На другом конце провода молчание.
— Я этого сделать не могу, Валентин Вениаминович.
Снова на минуту молчание, затем сдержанное:
— Я понимаю, но… боюсь, лучшего не подвернется.
Федор забыл, что Валентин Вениаминович о своем шефе, директоре института, никогда не говорил ни плохо, ни хорошо — ни о нем самом, ни о его работах.
Дома все семейство — Вера Гавриловна, Аня и ее муж, Виктор и Сашка — сидело в одной комнате. У Виктора на лбу кровавая ссадина, лицо серое, мученическое, глаза тусклы, при появлении Федора вздрогнул, поежился. Что-то опять случилось в этих стенах.
Аня с презрительно отвисшей губой проговорила:
— Я всегда знала, что она так кончит.
Миша, ее муж, сидит нога на ногу, голова уютно покоится на широких плечах, в черных глазах выжидающе опасливый блеск.
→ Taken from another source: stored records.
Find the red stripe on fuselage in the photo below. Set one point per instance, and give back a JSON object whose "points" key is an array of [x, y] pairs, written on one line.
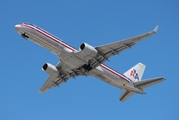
{"points": [[67, 46]]}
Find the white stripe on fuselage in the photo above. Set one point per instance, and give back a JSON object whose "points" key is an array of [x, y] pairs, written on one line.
{"points": [[57, 40]]}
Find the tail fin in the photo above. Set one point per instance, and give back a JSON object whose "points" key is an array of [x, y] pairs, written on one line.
{"points": [[136, 72]]}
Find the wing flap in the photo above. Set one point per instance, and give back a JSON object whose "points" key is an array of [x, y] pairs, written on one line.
{"points": [[147, 83], [114, 48], [125, 95]]}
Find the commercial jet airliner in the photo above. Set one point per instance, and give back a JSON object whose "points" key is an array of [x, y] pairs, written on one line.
{"points": [[88, 60]]}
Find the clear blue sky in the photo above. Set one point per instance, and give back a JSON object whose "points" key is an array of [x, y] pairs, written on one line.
{"points": [[95, 22]]}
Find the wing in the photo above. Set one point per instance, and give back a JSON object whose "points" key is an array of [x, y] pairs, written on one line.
{"points": [[65, 73], [108, 50], [125, 95]]}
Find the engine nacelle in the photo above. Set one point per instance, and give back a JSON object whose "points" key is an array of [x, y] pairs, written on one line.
{"points": [[50, 69], [88, 50]]}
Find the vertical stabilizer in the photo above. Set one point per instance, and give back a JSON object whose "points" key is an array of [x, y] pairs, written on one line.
{"points": [[136, 72]]}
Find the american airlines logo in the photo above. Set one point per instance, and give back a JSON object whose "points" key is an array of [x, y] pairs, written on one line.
{"points": [[134, 74]]}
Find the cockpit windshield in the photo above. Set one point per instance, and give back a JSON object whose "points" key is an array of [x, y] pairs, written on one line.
{"points": [[25, 23]]}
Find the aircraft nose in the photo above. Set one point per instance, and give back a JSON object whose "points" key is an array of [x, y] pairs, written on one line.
{"points": [[17, 27]]}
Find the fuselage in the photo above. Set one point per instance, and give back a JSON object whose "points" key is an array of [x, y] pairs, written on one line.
{"points": [[66, 53]]}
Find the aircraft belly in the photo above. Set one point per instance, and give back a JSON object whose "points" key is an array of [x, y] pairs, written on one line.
{"points": [[104, 75]]}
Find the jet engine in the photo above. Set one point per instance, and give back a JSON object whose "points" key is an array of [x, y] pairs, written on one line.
{"points": [[88, 50], [50, 69]]}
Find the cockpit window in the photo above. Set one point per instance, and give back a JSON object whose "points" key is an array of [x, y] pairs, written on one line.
{"points": [[25, 23]]}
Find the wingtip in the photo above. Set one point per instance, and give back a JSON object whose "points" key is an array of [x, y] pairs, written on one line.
{"points": [[156, 29]]}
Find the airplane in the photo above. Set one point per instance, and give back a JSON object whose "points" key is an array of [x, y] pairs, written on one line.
{"points": [[88, 61]]}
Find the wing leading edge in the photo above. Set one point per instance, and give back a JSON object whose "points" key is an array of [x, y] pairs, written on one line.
{"points": [[114, 48]]}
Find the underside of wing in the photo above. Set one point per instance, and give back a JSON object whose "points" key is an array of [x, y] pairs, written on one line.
{"points": [[105, 51], [125, 95], [65, 72], [147, 83]]}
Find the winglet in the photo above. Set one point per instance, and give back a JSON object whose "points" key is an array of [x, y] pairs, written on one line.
{"points": [[155, 29]]}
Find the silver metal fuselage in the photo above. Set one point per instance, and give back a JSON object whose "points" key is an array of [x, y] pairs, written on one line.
{"points": [[67, 54]]}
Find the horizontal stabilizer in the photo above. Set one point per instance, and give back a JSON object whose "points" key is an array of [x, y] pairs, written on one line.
{"points": [[147, 83], [125, 95]]}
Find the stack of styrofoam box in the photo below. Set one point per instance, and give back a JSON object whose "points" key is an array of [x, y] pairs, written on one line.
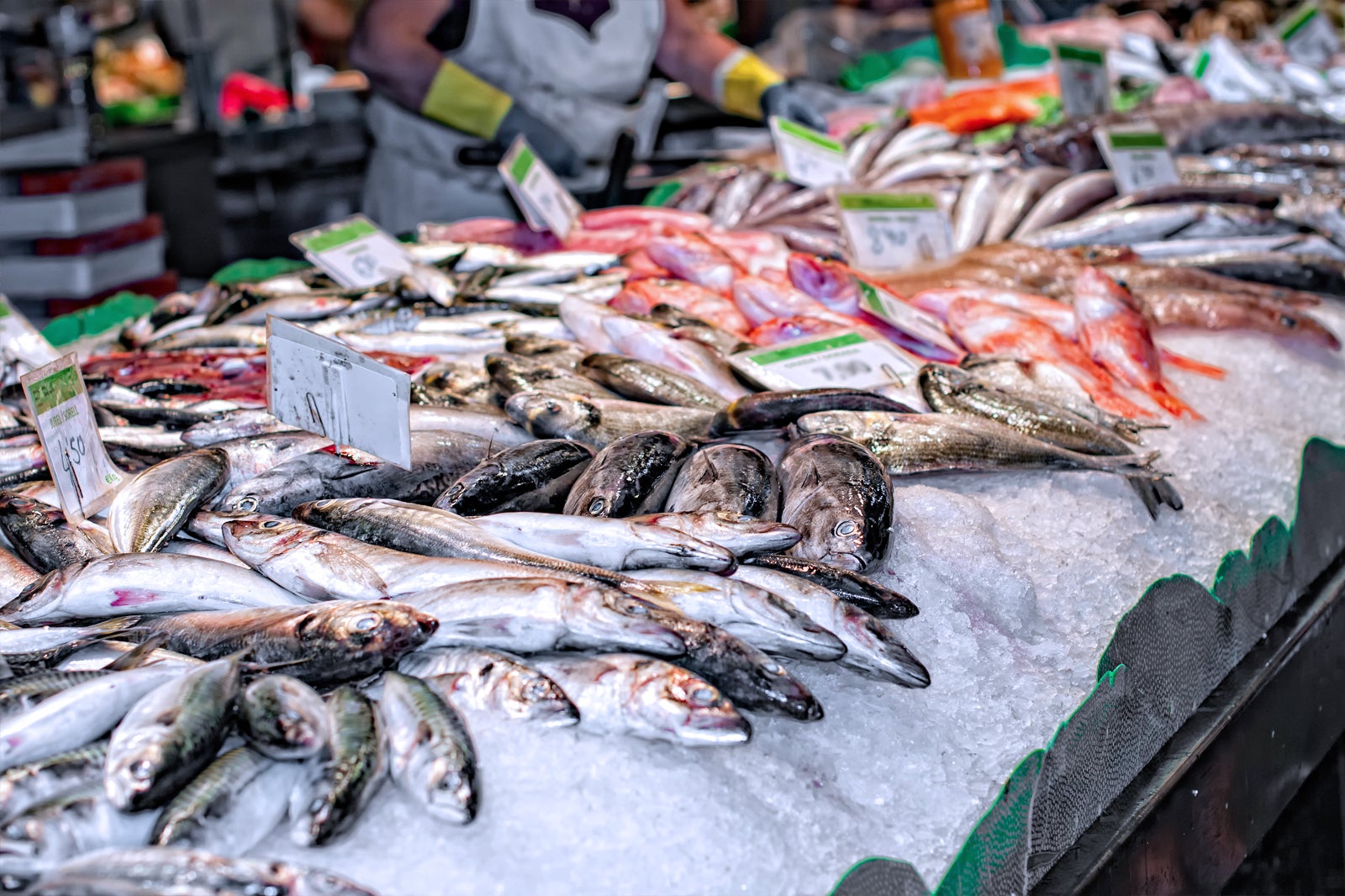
{"points": [[76, 235]]}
Он веско сказал:
— Кислотой бы вытравить эту ржавь. Кислотой. Да.
Вера Гавриловна испустила свой безнадежный вздох:
— И нужно опять Витьке ввязаться. Отметили по лбу, кавалер хороший.
И Виктор взвился, по серому лицу — пятна, в глазах — бешеными искорками выдавленные слезы:
— Идите все к черту! Идите все!! Какое вам дело до них, до нее, до меня! Жалеете! Вздыхаете! Упрекаете! Врете! Вам ведь на все плевать! На все! К черту! К черту!!
Отвернулся в угол, вздернул плечи.
Никто не пошевелился, все, в том числе и мать, смотрели на него со спокойным, чуточку презрительным сожалением. Только у матери на стертом лице было больше беспомощной жалости, чем у Ани и у ее мужа.
— В чем дело? — спросил Федор.
— Опять с этой Аллой… Наш дурачок не утерпел, ввязался. Лешка Лемеш — видели? — по лбу протянул, — покорно объяснила Вера Гавриловна.